Dare occasione al diavolo. Si dona occasione al diavolo, quando ci si mette nella condizione di essere tentati, quando ci si mette nella tentazione, poiché si ci lascia conquistare dalle occasioni prossime di peccato. Il cristiano deve vigilare sulla sua condotta al fine di esercitare la prudenza cui lo chiama il suo Signore e Maestro. Ma la prudenza è dono attuale dello Spirito Santo, a Lui bisogna chiederla, se si vuole evitare ogni tentazione. Il cristiano deve capire che se sfida il pericolo, in esso di certo cadrà e che se maneggia la pece, di certo si imbratta, si sporca. Così è di colui che si mette nell’occasione di peccare. Egli altro non fa che invitare il diavolo a tentarlo. La sua caduta è certa, immediata, irreparabile.

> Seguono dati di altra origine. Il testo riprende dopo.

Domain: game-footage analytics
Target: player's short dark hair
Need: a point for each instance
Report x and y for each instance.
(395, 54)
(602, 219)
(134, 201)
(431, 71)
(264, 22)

Il cristiano è uomo che dona. Verità di carta, verità di carne. Dalla carta alla carne. Chi è il cristiano? È uno chiamato a consegnarsi totalmente a Dio, a darsi totalmente a Dio. Datosi e consegnatosi a Dio, è Dio poi che lo dona al mondo per la sua salvezza. Cristo che viene in questo mondo si consegna interamente al Padre: “Ecco io vengo, o Padre, per fare la tua volontà”. Così anche si consegna la Vergine Maria, Madre della Redenzione: “Ecco la serva del Signore, avvenga di me secondo la tua parola”. La consegna è a Dio. Poi Dio secondo i disegni imperscrutabili della sua volontà ci dona interamente all’uomo perché gli diamo a nostra volta Cristo, la verità, lo Spirito Santo; gli diamo noi stessi per aiutarlo a ritrovare se stesso, ritrovando Dio, la sua verità, la sua carità, la sua misericordia. Il cristiano deve dare all’uomo la verità e la grazia. Non deve dare però una verità e una carità di carta. Deve dare se stesso, divenuto verità e carità in Cristo Gesù. La verità di carta non attrae, non salva, non redime; la verità di carne attira, salva, conquista i cuori, li converte, li porta a Dio. Per questo è necessario che il passaggio dalla verità di carta alla verità di carne avvenga prima nel nostro cuore, perché solo nella misura in cui avviene nel nostro cuore avverrà, sempre con la grazia di Cristo, nel cuore dei fratelli, inciderà profondamente nella loro vita, perché la libererà dalla falsità e la immetterà in una verità e carità sempre più grandi.